Ce fut avec beaucoup d’émotion que les participants à notre rassemblement écoutèrent l’intervention de Lars Gule, dirigeant de l’association humaniste norvégienne, héritière de la Libre Pensée. Elle compte 70 000 adhérents sur une population de trois millions d’habitants. La Norvège ne fait pas partie de l’Union européenne et Lars Gule nous a indiqué que ce n’est certainement pas l’article 51 qui va donner envie aux humanistes et aux libres penseurs de son pays d’en demander l’adhésion.

Georges Liénard, secrétaire général de la Fédération Humaniste Européenne, prenait à son tour la parole pour apporter le soutien de la FHE à l’initiative de la National Secular Society et de la Libre Pensée. Il a indiqué en détail l’action de son association européenne pour le retrait de l’article 51 « clé de voûte de toute la constitution européenne ». Il se félicitait que le gouvernement belge, suite à cette action, était le premier Etat à exiger le retrait de cet article. Il appelait toutes les organisations laïques en Europe à faire pression sur leur gouvernement respectif pour obtenir une telle prise de position.
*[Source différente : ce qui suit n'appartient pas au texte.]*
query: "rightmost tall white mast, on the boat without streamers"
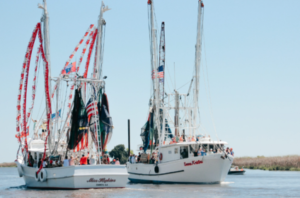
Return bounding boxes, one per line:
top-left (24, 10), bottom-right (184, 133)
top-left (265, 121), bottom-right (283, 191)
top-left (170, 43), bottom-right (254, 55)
top-left (192, 0), bottom-right (204, 136)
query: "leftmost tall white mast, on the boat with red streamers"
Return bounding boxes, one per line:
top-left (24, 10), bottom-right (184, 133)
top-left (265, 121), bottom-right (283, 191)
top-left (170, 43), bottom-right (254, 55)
top-left (38, 0), bottom-right (53, 151)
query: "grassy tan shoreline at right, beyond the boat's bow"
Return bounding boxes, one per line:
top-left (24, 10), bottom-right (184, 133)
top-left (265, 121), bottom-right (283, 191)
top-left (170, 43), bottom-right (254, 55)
top-left (232, 155), bottom-right (300, 171)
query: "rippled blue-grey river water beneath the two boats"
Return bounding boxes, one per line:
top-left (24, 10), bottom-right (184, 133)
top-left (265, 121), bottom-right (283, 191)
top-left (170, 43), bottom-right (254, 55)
top-left (0, 168), bottom-right (300, 198)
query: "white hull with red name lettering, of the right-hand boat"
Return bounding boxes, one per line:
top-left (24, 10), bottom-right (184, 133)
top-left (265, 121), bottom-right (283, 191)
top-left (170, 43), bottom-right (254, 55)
top-left (127, 154), bottom-right (233, 184)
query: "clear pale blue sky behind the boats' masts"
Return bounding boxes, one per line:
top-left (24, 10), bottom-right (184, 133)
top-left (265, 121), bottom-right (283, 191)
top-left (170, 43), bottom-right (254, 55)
top-left (0, 0), bottom-right (300, 162)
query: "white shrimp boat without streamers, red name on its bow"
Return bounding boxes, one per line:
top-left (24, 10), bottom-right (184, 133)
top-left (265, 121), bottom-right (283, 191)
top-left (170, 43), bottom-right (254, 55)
top-left (127, 0), bottom-right (233, 184)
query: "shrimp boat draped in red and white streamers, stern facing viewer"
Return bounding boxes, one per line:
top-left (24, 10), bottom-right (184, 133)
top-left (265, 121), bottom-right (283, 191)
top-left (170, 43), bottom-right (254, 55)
top-left (15, 0), bottom-right (128, 189)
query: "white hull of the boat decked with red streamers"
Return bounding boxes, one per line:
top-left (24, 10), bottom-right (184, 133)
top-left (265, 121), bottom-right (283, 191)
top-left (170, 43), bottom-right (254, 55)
top-left (16, 162), bottom-right (128, 189)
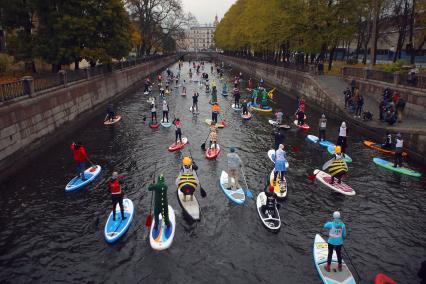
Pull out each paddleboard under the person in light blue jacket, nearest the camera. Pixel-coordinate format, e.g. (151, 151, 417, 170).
(314, 234, 356, 284)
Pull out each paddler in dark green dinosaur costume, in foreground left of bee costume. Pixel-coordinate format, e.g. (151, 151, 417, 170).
(148, 175, 170, 227)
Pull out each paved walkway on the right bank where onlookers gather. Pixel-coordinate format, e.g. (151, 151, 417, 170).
(314, 75, 426, 133)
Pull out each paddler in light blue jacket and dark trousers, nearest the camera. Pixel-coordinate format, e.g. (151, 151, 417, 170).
(324, 211, 346, 272)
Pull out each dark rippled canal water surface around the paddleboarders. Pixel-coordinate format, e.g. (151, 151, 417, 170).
(0, 62, 426, 283)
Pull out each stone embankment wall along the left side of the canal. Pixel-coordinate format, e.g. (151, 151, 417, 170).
(0, 56, 177, 178)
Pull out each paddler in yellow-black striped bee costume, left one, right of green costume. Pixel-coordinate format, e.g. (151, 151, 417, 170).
(176, 157, 200, 201)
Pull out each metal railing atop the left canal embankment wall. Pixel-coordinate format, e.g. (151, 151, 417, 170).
(0, 55, 169, 102)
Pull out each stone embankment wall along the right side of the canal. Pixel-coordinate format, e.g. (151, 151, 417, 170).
(217, 55, 426, 164)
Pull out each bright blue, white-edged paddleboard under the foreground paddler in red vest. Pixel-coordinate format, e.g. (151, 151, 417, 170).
(104, 198, 134, 243)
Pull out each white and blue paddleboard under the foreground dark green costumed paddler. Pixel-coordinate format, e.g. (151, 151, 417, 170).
(149, 205, 176, 250)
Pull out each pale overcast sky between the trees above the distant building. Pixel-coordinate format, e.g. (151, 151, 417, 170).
(182, 0, 236, 24)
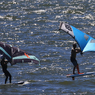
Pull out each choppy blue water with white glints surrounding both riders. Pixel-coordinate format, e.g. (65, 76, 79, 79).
(0, 0, 95, 95)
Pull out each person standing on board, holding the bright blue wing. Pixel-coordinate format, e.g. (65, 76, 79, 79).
(70, 44, 82, 74)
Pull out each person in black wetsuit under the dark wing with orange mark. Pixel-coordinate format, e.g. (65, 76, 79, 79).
(1, 58, 11, 84)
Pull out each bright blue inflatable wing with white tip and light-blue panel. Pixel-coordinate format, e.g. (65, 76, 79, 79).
(59, 22, 95, 52)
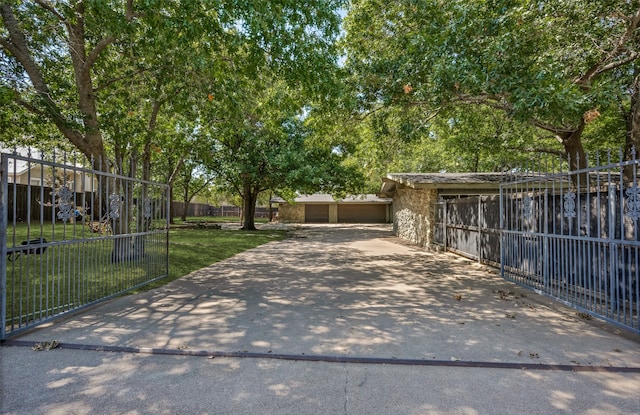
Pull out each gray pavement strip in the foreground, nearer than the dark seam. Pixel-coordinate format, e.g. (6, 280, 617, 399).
(0, 348, 640, 415)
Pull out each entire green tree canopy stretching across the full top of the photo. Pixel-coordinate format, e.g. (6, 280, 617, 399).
(0, 0, 640, 218)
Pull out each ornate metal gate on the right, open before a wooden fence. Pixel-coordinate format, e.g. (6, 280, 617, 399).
(500, 150, 640, 332)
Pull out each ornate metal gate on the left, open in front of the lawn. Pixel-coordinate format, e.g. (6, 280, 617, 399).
(0, 151, 169, 340)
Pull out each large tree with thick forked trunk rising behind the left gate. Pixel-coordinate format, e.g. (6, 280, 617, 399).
(0, 0, 350, 171)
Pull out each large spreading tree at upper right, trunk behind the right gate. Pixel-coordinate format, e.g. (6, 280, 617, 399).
(346, 0, 640, 169)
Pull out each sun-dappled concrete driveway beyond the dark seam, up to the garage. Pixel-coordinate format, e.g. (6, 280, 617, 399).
(17, 226, 640, 366)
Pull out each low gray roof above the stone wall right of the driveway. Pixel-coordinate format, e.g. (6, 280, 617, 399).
(378, 173, 503, 197)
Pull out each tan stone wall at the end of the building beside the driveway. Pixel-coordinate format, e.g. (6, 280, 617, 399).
(393, 188, 438, 248)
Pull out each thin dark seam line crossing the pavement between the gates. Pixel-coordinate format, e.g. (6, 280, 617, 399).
(5, 340, 640, 373)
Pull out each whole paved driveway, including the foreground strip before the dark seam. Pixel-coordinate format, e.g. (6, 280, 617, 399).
(0, 225, 640, 414)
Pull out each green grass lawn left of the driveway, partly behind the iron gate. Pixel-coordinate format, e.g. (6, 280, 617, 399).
(6, 219, 286, 331)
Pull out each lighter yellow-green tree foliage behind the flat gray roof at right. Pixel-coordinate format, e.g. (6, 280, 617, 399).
(338, 105, 562, 192)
La Libre Pensée française devait terminer cette série de discours par un vibrant plaidoyer pour la laïcité en Europe. Elle indiquait clairement qu’elle disait NON à la constitution européenne et pas seulement du fait de l’article 51 et de la référence à l’héritage religieux dans son préambule.

L’Union européenne a pour unique mode de fonctionnement le principe catholique de subsidiarité. Ce terme, qui n’est pas dans le dictionnaire mais dans le droit canon, a été employé pour la première fois dans une encyclique qui s’appelle « Quadragesimo anno », formulée en 1931 pour le 40ème anniversaire de la 1ère encyclique sociale de Léon XIII qui s’appelait « Rerum Novarum »,.

On a traduit le principe de subsidiarité par cette formule populaire « Ne jamais confier à un organisme de rang supérieur ce qui peut être fait par un organisme de rang inférieur ». A l’évidence, cela pourrait sembler logique mais si l’on examine l’histoire, la société qui a réalisé le plus complètement possible le principe de subsidiarité, c’est la France d’Ancien Régime.

Sous l’Ancien Régime les pouvoirs de l’Etat c’étaient : la police, l’armée, la justice, les tribunaux, c’est-à-dire l’appareil de répression et la diplomatie. Tous ce qui caractérise une société moderne : l’école, la santé, le prélèvement de l’impôt, tous ces éléments fondamentaux ont été confiés à des organismes de rangs inférieurs, l’Eglise et les fermiers généraux...

Nous constatons aujourd’hui que lorsque l’on privatise les services des eaux, les pompes funèbres, les services de cantine scolaire, quand on réclame le prélèvement de l’impôt par l’employeur directement sur le salaire, on en revient à la France d’Ancien Régime, c’est-à-dire que l’on confie à des organismes de rangs inférieurs ce qui appartient à l’Etat, à la République et aux collectivités territoriales.

Comme le droit communautaire est supérieur aux législations nationales, alors il faut les changer pour leur fait intégrer la subsidiarité. C’est ce qui a été fait en France, le 17 mars 2003 par une honteuse révision constitutionnelle. Cette « réforme » tend à briser tout l’héritage de la grande Révolution française. En détruisant l’unité et l’indivisibilité des services publics, ils remettent en cause l’égalité des citoyens devant la loi.

Pour la Libre Pensée française, une constitution qui fonctionne sur la base du principe de subsidiarité ne peut pas être une constitution démocratique et laïque. C’est pourquoi, nous proposons à tous les partisans de la séparation des Eglises et des Etats, à toutes les associations laïques en Europe d’organiser en commun une manifestation européenne à Bruxelles « Pour la laïcité en Europe ».

Je vous remercie et vous dit à bientôt.